On the other hand, FDI for a host country increases government revenue
earnings via corporate tax, income tax, and VAT; leads to employment
generation; helps technology transfer; increases gross domestic product
(GDP) growth; develops new sectors; helps to introduce and normalise
corporate culture and promote CSR activities in host country. FDI has a
positive impact on balance of payments. It can reduce import by producing
import-substitute products and save foreign currency. Finally FDI helps to
alleviate poverty and foster economic development o f host country.
Through Industrial Policy 2016, Bangladesh welcomed FDI in all areas of the
economy and there is no restriction on the amount of stakes in the
investment. Bangladesh passed The Foreign Private Investment (Promotion
and Protection) Act 1980 (FPIPPA) to give full protection to foreign investors.
This law ensures fair and equitable treatment for foreign investors, provides
protection in relation to expropriation and, in conjunction with regulations of
the central bank, provisions for foreign exchange. The law provides
measures for the non-discriminatory treatment and protection of foreign
investments.
The existing National Investment Policy (NIP) even allowed a foreign investor
to own 100 per cent stake in any business entity in Bangladesh. Ther e is no
restriction of FDI in e-commerce sector. The policy facilitated foreign and
domestic private entities and allows them to establish and own, operate, and
dispose of interests in most types of business enterprises. Four sectors,
however, are reserved for government investment: (1) Arms and ammunition
and other defence equipment and machinery; (2) Forest plantation and
mechanised extraction within the bounds of reserved forests; (3) Production
of nuclear energy; and (4) Security printing.

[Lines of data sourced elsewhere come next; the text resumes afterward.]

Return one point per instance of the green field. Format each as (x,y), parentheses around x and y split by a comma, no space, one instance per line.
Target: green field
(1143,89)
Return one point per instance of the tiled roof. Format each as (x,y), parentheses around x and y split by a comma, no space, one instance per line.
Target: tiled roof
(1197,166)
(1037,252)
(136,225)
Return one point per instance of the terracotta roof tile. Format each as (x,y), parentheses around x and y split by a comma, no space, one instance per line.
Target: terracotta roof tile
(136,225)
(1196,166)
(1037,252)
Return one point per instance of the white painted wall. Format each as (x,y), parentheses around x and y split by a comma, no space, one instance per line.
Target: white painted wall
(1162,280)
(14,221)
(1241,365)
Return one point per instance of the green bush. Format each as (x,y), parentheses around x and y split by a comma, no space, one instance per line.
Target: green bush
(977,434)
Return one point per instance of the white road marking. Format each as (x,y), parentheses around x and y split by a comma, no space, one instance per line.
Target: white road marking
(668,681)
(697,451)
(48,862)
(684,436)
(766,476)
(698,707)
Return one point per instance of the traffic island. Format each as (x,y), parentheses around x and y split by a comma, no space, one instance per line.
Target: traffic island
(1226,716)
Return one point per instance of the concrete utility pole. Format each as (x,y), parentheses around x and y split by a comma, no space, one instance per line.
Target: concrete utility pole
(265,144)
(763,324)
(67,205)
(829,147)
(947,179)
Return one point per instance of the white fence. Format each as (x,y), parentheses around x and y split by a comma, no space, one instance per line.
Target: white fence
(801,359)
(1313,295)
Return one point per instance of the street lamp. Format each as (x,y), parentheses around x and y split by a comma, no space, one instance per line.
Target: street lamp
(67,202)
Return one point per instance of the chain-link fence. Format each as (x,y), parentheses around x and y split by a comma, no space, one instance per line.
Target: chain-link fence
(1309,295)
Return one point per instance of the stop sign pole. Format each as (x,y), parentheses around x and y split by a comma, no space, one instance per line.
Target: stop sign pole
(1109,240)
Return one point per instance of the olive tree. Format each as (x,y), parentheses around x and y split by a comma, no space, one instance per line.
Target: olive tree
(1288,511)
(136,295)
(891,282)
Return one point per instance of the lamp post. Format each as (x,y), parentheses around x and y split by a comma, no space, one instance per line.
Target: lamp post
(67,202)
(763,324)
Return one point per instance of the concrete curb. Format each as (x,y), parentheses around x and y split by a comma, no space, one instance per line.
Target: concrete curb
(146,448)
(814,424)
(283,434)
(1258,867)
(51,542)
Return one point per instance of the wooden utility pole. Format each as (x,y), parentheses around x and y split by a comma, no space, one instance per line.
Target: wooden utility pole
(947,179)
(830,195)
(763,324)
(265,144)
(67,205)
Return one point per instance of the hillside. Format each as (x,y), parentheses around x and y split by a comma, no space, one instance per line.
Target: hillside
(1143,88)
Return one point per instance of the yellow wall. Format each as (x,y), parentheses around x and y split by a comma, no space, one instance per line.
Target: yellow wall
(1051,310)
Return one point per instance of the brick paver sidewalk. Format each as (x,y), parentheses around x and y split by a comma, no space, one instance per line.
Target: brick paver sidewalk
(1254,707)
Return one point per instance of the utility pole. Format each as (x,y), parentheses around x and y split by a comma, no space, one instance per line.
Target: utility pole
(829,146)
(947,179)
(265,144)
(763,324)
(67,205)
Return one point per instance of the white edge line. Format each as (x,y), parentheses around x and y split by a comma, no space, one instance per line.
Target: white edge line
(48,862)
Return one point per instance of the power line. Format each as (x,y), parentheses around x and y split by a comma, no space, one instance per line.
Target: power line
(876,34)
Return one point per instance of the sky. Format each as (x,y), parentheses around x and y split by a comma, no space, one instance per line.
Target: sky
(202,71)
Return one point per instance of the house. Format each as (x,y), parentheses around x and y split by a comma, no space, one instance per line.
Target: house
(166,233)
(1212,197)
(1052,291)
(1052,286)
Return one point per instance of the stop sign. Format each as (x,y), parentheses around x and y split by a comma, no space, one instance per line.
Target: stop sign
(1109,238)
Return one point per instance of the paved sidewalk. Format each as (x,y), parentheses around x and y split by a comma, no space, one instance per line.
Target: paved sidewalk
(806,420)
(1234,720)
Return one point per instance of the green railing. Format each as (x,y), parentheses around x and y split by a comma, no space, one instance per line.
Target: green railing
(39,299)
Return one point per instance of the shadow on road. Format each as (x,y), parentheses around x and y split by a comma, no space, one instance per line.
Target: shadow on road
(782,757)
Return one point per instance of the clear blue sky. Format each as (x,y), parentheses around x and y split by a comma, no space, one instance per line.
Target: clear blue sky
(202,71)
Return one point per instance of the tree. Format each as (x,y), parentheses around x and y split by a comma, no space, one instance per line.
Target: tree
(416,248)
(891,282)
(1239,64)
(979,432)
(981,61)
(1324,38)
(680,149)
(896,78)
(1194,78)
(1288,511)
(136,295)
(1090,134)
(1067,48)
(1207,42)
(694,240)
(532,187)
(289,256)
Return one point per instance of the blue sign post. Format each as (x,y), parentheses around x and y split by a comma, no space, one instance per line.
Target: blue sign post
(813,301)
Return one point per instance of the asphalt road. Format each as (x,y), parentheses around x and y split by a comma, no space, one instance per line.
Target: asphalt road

Any policy formulated by any Ministry that conflicts with the industrial policy
and FPPIPPA law has apparently no legal basis. Moreover, e -commerce is
not included in the negative and restricted list for FDI under the industrial
policy. Such confusion in policies may frustrate potential overseas investors.
This is, after all, a subject that needs to be addressed by Bangladesh
Investment Development Authority (BIDA) under the Prime Minister's Office.